If you want to run an Ironman, hang out with runners and cyclists rather than people who aren’t big gym fans.
Having a community of people who will push and inspire you will help you create the life you want to live. You may not know what the exact goal is or how you’re going to get there, but just by people who are living out their goals or are very close to them will motivate you. The people you choose to do life with will be your biggest cheerleaders along the way. And the first to help you up when things don’t go quite right.
The community here at PIMD has been instrumental in helping me and thousands of others. In the Passive Income Docs Facebook group, you can communicate with like-minded physicians. The PIMD podcast is almost like a personal mentoring session, and the Passive Real Estate Academy combines that to give you knowledge and community.

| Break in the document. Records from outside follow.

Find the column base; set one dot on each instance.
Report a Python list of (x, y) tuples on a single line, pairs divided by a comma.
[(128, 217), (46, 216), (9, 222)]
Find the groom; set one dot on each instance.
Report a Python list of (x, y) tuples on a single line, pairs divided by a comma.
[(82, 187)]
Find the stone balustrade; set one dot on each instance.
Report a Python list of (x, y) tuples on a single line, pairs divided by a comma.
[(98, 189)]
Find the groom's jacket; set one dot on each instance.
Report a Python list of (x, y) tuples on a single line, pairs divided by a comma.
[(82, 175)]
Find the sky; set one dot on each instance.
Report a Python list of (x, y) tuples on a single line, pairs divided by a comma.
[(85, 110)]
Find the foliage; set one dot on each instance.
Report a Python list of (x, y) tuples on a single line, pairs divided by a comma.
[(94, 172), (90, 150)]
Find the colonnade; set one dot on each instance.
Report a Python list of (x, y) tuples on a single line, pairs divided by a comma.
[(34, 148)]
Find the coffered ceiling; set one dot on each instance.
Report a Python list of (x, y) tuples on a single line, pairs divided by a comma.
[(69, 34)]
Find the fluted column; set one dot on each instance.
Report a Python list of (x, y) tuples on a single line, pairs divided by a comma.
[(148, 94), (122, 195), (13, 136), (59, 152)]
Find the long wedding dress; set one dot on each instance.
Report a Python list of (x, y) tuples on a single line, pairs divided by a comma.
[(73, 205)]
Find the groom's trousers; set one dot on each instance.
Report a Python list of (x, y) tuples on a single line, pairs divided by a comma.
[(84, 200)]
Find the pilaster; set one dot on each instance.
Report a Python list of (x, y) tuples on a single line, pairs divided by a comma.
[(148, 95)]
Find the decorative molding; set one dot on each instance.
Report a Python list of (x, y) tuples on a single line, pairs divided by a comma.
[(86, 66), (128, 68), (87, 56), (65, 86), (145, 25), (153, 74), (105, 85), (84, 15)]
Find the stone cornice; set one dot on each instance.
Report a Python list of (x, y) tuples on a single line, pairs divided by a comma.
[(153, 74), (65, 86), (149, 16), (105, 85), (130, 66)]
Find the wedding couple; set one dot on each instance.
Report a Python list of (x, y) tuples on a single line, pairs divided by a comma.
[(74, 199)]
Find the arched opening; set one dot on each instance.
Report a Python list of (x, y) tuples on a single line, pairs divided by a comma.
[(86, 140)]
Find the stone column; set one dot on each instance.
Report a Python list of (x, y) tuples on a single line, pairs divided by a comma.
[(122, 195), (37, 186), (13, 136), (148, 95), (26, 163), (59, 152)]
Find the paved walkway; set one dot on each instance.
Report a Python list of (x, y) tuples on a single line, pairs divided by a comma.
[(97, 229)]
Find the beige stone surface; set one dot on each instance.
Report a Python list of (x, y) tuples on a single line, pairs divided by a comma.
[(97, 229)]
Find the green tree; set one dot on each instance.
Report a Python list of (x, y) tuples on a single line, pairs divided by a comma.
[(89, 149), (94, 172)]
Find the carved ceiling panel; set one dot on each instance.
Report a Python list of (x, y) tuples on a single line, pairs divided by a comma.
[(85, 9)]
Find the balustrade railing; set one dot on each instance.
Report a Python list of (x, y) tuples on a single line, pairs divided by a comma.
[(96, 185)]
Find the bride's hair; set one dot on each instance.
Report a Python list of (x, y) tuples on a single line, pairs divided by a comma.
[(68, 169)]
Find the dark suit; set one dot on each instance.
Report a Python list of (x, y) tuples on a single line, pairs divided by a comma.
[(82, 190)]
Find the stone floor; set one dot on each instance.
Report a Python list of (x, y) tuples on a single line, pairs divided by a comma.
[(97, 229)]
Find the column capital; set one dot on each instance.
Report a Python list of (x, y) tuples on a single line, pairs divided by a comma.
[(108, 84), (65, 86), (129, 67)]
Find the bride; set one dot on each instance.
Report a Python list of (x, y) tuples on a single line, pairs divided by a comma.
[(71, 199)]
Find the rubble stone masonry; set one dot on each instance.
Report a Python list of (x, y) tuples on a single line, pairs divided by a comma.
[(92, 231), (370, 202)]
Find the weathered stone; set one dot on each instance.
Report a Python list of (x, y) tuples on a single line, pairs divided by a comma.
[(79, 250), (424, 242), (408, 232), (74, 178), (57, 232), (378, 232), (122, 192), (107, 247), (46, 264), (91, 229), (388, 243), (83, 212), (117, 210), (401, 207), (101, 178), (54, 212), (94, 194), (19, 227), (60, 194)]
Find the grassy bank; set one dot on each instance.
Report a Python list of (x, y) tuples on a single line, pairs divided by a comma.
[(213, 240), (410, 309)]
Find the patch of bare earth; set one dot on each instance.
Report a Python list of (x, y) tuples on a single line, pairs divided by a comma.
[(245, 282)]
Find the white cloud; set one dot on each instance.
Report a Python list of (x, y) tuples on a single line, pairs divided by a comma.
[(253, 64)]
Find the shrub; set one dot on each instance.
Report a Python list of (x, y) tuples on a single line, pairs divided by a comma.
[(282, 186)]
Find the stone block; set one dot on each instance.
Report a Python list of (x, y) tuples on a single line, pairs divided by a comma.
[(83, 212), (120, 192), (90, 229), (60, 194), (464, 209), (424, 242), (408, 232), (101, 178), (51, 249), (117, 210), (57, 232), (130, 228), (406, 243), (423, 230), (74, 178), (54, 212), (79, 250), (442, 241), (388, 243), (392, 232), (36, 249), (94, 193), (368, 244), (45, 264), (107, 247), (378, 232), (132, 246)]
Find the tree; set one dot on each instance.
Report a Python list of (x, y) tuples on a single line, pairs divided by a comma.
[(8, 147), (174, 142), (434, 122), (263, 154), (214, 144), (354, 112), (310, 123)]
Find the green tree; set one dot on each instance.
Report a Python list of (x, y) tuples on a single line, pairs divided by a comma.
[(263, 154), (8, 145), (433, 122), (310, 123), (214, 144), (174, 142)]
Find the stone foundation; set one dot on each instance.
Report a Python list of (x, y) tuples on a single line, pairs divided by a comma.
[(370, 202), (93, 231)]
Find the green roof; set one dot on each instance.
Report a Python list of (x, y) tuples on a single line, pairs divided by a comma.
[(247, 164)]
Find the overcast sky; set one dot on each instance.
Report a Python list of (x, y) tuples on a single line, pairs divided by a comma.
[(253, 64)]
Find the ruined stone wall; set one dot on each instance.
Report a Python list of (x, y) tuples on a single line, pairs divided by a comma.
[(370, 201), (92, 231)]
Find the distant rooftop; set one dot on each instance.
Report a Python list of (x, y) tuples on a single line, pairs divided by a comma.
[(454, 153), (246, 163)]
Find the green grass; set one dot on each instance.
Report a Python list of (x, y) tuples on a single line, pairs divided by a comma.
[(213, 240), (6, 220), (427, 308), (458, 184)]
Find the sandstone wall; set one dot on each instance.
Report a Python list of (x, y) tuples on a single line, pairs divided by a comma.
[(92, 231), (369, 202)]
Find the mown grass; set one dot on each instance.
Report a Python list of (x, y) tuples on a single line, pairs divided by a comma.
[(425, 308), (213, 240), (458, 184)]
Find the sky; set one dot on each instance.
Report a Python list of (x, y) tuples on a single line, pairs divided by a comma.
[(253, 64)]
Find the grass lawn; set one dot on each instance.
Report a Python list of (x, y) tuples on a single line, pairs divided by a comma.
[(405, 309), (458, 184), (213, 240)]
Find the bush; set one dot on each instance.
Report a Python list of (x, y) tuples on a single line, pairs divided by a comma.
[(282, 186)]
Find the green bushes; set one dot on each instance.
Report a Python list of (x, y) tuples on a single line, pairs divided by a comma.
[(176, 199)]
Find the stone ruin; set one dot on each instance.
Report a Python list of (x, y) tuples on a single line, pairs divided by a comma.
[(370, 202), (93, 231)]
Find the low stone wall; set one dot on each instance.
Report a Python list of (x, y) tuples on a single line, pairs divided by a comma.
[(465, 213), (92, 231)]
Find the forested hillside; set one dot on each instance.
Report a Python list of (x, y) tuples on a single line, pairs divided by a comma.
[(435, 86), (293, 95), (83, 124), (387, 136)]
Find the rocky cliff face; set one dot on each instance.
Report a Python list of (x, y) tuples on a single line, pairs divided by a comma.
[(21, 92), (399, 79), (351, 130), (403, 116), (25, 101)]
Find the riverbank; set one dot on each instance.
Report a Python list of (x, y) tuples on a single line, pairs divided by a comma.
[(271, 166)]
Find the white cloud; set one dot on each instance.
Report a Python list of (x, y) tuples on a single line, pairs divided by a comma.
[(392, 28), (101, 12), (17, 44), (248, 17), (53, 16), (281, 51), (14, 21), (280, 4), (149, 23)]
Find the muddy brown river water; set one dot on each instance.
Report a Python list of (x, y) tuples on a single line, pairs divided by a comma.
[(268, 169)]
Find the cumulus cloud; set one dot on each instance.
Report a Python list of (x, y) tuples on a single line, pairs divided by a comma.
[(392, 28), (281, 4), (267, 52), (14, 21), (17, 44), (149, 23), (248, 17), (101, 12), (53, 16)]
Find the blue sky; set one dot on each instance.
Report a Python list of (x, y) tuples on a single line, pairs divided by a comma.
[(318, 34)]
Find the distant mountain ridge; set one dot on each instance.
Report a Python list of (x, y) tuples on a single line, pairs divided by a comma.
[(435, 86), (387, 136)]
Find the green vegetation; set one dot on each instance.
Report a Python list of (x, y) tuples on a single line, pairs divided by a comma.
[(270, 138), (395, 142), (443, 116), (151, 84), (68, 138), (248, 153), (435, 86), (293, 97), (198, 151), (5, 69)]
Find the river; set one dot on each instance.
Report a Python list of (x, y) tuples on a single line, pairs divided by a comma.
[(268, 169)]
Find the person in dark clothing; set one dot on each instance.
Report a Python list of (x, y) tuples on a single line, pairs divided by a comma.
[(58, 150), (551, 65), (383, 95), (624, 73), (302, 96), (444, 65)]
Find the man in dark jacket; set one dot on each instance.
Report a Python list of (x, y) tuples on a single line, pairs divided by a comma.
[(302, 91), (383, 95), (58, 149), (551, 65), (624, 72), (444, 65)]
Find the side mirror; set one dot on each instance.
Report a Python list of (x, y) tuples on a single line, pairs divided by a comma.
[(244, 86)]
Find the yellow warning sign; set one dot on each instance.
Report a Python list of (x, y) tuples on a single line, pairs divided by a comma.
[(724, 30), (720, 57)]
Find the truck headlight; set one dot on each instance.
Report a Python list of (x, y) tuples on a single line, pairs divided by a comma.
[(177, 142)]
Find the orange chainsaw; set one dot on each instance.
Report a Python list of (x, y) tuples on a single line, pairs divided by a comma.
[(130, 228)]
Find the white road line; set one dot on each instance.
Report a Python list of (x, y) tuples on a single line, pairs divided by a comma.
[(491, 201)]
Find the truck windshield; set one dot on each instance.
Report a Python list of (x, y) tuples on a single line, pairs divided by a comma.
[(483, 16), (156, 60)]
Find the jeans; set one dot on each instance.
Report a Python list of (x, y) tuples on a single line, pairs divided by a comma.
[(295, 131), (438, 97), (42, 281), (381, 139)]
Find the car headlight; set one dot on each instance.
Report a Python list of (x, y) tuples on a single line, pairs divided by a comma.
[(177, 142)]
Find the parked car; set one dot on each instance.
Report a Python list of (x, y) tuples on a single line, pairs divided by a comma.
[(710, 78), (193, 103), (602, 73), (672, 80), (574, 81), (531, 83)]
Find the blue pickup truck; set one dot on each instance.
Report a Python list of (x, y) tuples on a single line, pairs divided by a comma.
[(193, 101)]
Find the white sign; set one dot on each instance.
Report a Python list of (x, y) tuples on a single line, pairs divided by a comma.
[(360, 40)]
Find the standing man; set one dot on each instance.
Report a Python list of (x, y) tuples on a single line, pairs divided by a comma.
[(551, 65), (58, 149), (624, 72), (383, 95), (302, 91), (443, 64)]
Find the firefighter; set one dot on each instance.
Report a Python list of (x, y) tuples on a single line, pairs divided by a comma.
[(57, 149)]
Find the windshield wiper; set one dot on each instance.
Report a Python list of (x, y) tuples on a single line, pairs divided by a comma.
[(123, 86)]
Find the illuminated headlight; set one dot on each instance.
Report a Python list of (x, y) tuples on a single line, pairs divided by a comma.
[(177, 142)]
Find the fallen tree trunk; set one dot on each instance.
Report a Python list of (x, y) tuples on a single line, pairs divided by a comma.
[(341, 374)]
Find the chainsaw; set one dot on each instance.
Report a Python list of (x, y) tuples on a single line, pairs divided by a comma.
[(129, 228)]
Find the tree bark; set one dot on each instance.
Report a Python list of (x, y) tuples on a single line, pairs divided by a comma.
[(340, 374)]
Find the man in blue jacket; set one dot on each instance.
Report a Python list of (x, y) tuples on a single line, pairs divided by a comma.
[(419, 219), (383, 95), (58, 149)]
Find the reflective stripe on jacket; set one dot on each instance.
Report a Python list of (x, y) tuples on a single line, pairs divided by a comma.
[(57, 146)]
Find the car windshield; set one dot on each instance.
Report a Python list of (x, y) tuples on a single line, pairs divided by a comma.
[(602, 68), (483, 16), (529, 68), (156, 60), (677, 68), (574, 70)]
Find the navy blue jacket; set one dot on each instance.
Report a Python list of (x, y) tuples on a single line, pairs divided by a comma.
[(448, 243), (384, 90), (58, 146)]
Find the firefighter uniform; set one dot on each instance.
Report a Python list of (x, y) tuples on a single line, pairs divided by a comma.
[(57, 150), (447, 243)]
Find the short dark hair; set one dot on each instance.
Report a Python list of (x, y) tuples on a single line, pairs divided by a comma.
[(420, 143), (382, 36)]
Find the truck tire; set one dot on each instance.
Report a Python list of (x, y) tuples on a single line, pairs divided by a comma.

5. Being Your Own Worst Enemy
Most physicians tend to be perfectionists and can be hard on themselves, which is a blessing and a curse. It probably played a large part in helping us achieve our career goals. It also stands in the way of achieving more.
Many of us live life trying to use evidence-based decisions and constantly weighing out the risk-benefit ratio. So many times we don’t end up taking action and get stuck in “analysis paralysis.”
Some of us are very calculated risk-takers. We want all of the data and won’t make the lightest decision until we’re sure it’s the right one. But that can hold us back.
What makes us successful physicians sometimes keeps us from chasing that fulfilled life.
Take One Action Towards Achieving Your Fulfilled Life
I’m going to leave you with a challenge this week… Reflect on what you read, and then take one step towards your fulfilled life. This could be spending two hours learning a skill. It could be deciding that you will purchase a rental property by the end of 2022. Or you could invest money in a real estate syndication.
That’s all you need to do.
Next week, do another.
Soon you’ll create unstoppable momentum that gets you closer to your ideal life.